Define $\beth_n(\kappa)$ inductively by $\beth_0(\kappa)=\kappa$ and $\beth_{n+1}(\kappa)=2^{\beth_n(\kappa)}$. Erdős-Rado theorem says $\beth_n(\kappa)^+\rightarrow(\kappa^+)^{n+1}_\kappa$ holds, i.e., any coloring of the complete $n+1$-hypergraph on $\beth_n(\kappa)^+$ many vertices using $\kappa$ many colors has a homogeneous set of size $\kappa^+$. The case $n=1$ says any edge coloring of the complete graph on $(2^\kappa)^+$ many vertices has a homogeneous set.
I have a fairly clear picture of what's going on in the $n=1$ case. Basically we copy the proof of infinite Ramsey theorem, but in order to be less wasteful we build a tree instead of a sequence. As starting point let $0$ be the root of the tree we are going to construct. $(2^\kappa)^+\setminus\{0\}$ is partitioned into $\kappa$ many pieces $(A_{(i)}:i<\kappa)$, by the color of the edge connecting that point to $0$. Pick $a_{(i)}\in A_{(i)}$, say the least element, then $A_{(i)}\setminus\{a_{(i)}\}$ is further partitioned into $(A_{(ij)}:j<\kappa)$ by the color of the edge connecting that point to $a_{(i)}$. Continue indefinitely, and at limit stages take intersection along all the branches (as long as the result is nonempty); if $A_s$ is a singleton it does not have children. We thus get a (Hausdorff) tree in which every node has at most $\kappa$ many children, with the crucial property that for each node, the edges between it and its descendents all have the same color. Since at the end there are $(2^\kappa)^+$ many nodes, a bit of calculation shows the height must be at least $\kappa^++1$, so there is a branch of length $\kappa^+$, and some subset of that branch would be the desired homogeneous set.

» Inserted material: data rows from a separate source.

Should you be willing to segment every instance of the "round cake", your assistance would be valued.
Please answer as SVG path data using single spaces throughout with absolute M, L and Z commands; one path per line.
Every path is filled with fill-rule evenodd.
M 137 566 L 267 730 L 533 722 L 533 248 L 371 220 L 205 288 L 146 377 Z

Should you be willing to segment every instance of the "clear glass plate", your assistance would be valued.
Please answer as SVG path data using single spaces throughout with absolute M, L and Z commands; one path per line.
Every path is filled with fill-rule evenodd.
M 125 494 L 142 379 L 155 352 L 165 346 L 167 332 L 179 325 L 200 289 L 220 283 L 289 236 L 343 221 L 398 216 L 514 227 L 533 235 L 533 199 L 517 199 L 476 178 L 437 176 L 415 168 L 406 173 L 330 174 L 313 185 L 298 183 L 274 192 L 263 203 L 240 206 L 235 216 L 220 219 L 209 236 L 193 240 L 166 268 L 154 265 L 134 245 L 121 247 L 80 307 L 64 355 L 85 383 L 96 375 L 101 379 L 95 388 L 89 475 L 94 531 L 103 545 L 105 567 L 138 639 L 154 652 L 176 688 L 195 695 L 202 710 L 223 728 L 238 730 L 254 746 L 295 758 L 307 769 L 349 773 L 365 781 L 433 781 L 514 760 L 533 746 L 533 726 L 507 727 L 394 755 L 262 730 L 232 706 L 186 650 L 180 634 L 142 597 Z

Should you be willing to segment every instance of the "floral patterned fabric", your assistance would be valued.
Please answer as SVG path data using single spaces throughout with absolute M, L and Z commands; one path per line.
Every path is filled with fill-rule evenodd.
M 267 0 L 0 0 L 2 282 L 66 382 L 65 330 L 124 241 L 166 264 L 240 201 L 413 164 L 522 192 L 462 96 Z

Is my following understanding of the case $n=2$ correct? Let $\lambda=\beth_2(\kappa)^+$. We let $0$ be the root, and $1$ be its only child. $\lambda\setminus\{0,1\}$ is partitioned into $\kappa$ many pieces. From each piece $A$ choose a point $a$. Next we want to partition $A\setminus\{a\}$ into subpieces so that not only $\{1,a,b\}$ all have the same color for $b$ from the same subpiece $B$, but the same holds for $\{0,1,b\}$ and $\{0,a,b\}$. There are thus at most $\kappa^3=\kappa$ many subpieces. In general, a node at height $\alpha$ has at most $\kappa^{\tau}$ many children, where $\tau$ is the number of $2$-subsets of $\alpha$, namely $|\alpha|$ as long as $\alpha$ is infinite. This tree has height at least $(2^\kappa)^++1$, and we can apply the case $n=1$ to get a homogeneous set.

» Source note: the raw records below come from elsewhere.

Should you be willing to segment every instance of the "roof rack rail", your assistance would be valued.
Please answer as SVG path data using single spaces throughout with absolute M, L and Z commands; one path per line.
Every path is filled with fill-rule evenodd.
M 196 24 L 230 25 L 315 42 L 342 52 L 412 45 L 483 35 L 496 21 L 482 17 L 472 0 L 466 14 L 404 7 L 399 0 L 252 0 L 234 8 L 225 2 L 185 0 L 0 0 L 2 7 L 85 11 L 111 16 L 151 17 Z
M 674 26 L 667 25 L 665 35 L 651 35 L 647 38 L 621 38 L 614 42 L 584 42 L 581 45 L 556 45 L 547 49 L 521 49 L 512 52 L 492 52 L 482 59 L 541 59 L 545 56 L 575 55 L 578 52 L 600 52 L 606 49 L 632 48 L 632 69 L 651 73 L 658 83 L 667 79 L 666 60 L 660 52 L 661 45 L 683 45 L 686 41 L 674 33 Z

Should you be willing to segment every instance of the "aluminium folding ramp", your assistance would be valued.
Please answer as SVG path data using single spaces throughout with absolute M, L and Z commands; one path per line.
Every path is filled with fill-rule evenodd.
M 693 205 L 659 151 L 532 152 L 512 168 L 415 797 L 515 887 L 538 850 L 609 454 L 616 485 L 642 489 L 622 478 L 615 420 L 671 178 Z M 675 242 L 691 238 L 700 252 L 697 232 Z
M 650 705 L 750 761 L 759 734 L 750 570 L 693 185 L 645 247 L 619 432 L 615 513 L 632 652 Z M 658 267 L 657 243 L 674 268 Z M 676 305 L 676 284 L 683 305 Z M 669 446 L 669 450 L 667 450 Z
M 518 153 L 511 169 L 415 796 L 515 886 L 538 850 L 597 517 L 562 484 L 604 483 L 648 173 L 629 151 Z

Is this argument correct? I'm not sure if it produces (essentially) the same tree as lemma 7.2 in Kanamori's The Higher Infinite. Kanamori requires that if $\xi$ has descendent $\eta$ then $\xi<\eta$, though it doesn't seem necessary to me. Also he adds $\eta$ to the tree by placing it on top of a chain $b$ that is maximal with respect to the property that $\{\xi_1,\dots,\xi_n\}$ and $\{\xi_1,\dots,\xi_{n-1},\eta\}$ have the same color whenever $\xi_1<\cdots<\xi_n$ are in $b$; is such a $b$ necessarily maximal in the tree constructed thus far? If not it seems rather different from my argument.
Another short question: does the tree argument also work to show that $\kappa^+\rightarrow(\kappa)^2_2$ for singular strong limit $\kappa$? Strangely I've never seen this presumably equally important case in standard textbooks.